Posted by Normsthename 
Cheap and cheerful Bed Temperature control
January 28, 2012 06:28PM
I don't know what I did, but I believe I blew the electronics that runs the Bed on my Sanguinolulu electrics sad smiley
So I was left with no way to control the temperature of the bed.....
Looking around at the thermistor controllers, they are either expensive or too complicated for a electronics dunce like me! smiling smiley
So I had a small brainwave, I went to Maplins and bought an adjustable timer kit and a 40A Automotive Relay.
Built the simple 555 Timer circuit up and connected it to the 40A Relay and power supply.
The timer circuit pulses the relay on for 0-5 seconds and the delay can be set from 1 to 60 seconds.
Tested it today and it works a treat! grinning smiley
I use a cheap IR Thermometer to check the temperature, and once I get the timer set, it holds the temperature at 60 degrees within one degree smiling smiley
When I first power up the bed, I turn the delay pot down so it warms up quickly, when it gets to approx. 50 degrees I turn it back to approx. 20 seconds delay smiling smiley

Andy

Edited 4 time(s).
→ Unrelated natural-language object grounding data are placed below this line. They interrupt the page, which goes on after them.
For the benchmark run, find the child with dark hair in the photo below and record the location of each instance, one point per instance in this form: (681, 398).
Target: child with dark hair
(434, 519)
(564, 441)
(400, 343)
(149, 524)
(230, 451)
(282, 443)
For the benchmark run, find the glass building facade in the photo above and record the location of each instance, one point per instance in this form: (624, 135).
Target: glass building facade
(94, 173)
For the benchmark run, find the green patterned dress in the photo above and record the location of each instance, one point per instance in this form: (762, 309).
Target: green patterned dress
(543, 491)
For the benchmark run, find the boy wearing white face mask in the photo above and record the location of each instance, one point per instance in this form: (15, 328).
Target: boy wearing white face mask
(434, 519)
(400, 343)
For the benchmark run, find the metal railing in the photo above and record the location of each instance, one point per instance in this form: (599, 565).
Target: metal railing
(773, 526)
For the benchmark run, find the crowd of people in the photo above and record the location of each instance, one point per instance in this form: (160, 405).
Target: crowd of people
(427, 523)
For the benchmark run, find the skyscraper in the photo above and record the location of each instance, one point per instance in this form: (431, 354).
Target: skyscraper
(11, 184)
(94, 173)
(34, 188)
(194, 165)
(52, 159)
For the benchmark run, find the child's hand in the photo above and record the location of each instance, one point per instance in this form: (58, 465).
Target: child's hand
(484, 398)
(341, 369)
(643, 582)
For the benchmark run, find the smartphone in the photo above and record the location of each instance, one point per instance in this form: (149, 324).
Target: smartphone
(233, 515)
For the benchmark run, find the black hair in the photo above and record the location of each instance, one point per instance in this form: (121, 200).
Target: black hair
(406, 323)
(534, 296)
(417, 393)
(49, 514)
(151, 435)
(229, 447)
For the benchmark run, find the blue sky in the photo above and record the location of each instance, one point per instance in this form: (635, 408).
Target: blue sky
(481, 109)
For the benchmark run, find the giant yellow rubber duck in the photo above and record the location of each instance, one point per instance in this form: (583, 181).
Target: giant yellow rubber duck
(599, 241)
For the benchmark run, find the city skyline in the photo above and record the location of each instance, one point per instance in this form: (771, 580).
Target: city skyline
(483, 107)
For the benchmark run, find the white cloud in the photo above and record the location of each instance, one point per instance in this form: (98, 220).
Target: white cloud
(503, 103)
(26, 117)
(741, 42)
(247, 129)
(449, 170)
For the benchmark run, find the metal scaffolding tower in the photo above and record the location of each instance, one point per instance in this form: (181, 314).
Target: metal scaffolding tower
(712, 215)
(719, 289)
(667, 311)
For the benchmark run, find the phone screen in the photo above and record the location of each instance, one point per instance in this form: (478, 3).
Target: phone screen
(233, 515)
Last edit at 01/28/2012 07:18PM by Normsthename.
Re: Cheap and cheerful Bed Temperature control
January 29, 2012 04:27AM
That is clever!

You could also use a variable PSU and give it the exact voltage it needs to keep the temperature stable.

Or you could modify the firmware and attach the thermistor to some of the spare pins on the sanguinololu.


--
-Nudel
Blog with RepRap Comic
Re: Cheap and cheerful Bed Temperature control
January 29, 2012 10:13PM
I had a similar thing happen on my ramps 1.3 board. There was solid core wire feeding the heated bed and clamped into the euro-style terminal block on the board. The contact was not good or something and it got super hot, melted the euro terminal and I lost heat.

Luckily it just damaged the terminal and the electronics were fine. I just pulled the board off and soldered a nice stranded awg 20 wire directly onto the back side. The rest of the terminal block was fine, but I replaced any solid core wire with stranded. I'm not sure why solid core would be on there at all??

I recently found the terminal block available at Ultimachine. They are greatsmiling smiley I'll leave it as for now, but next time the electronics come off...

Maybe you have the same scenario?
Re: Cheap and cheerful Bed Temperature control
February 08, 2012 12:05PM
Hi Normsthename,

Nice smiling smiley. This is a great way to control the heated bed temperature.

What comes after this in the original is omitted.